Der Versuch, den Himmel auf Erden einzurichten

Sir Karl Raimund Popper

* 28. Juli 1902 in Wien; Δ 17. September 1994 in London;
österreichisch-britischer Philosoph, Soziologe und Wissenschaftstheoretiker. Bekannt wurde er als Begründer des kritischen Rationalismus.

 

Seine Erziehung, die Eltern waren zum Protestantismus konvertierte Juden, war geprägt durch den Geist des aufgeklärten und sozialreformerischen Bildungsbürgertums. Schon als Kind interessierten ihn philosophische Fragestellungen. Jedoch war er in Bezug auf seine berufliche Orientierung lange Zeit ein Suchender.
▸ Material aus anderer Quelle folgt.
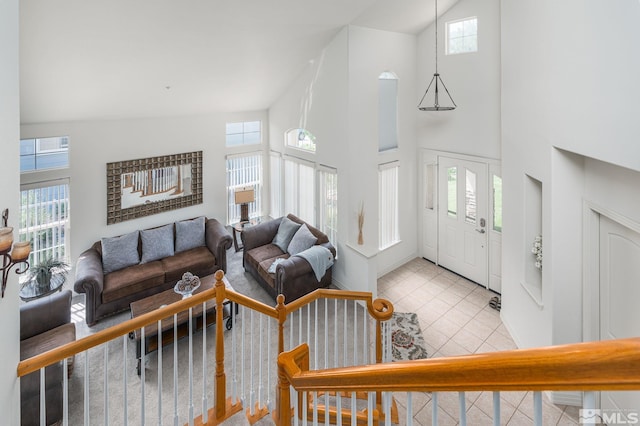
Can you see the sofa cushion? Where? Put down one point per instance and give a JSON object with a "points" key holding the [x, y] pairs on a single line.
{"points": [[157, 243], [190, 234], [285, 233], [302, 240], [199, 261], [120, 252], [134, 279]]}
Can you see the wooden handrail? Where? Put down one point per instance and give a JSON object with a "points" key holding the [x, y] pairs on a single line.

Mit 16 Jahren brach er die Schule ab, um an der Universität als Gasthörer Vorlesungen in Mathematik, Geschichte, Psychologie, Theoretische Physik und Philosophie zu besuchen. Er jobbte als Hilfsarbeiter, wollte Kirchenmusiker werden und besuchte das Konservatorium, dann machte er das Abitur nach, begann 1922 eine Tischlerlehre und parallel dazu eine Ausbildung als Volksschullehrer. Danach arbeitete er als Erzieher für sozial gefährdete Kinder und engagierte sich in der von den Sozialdemokraten getragenen Schulreformbewegung. 1925 begann er am pädagogischen Institut in Wien zu studieren. Dort promovierte er drei Jahre später im Fach Psychologie, nach einem weiteren Jahr erwarb er die Lehrberechtigung für die Hauptschule in den Fächern Mathematik und Physik. Nunmehr arbeitete er als Lehrer. Gleichzeitig schrieb er sein erstes philosophisches Werk, von dem eine erheblich gekürzte Fassung unter dem Titel „Logik der Forschung” 1934 erschien. Damit begründete er seine wissenschaftliche Karriere. Den Anschluss Österreichs an NS-Deutschland vorausahnend ging er 1937 als Dozent an die University of Canterbury in Christchurch, Neuseeland. Ab 1946 war er bis zu seiner Emeritierung im Jahr 1969 als Professor in London tätig. 1965 wurde er für seine Verdienste geadelt.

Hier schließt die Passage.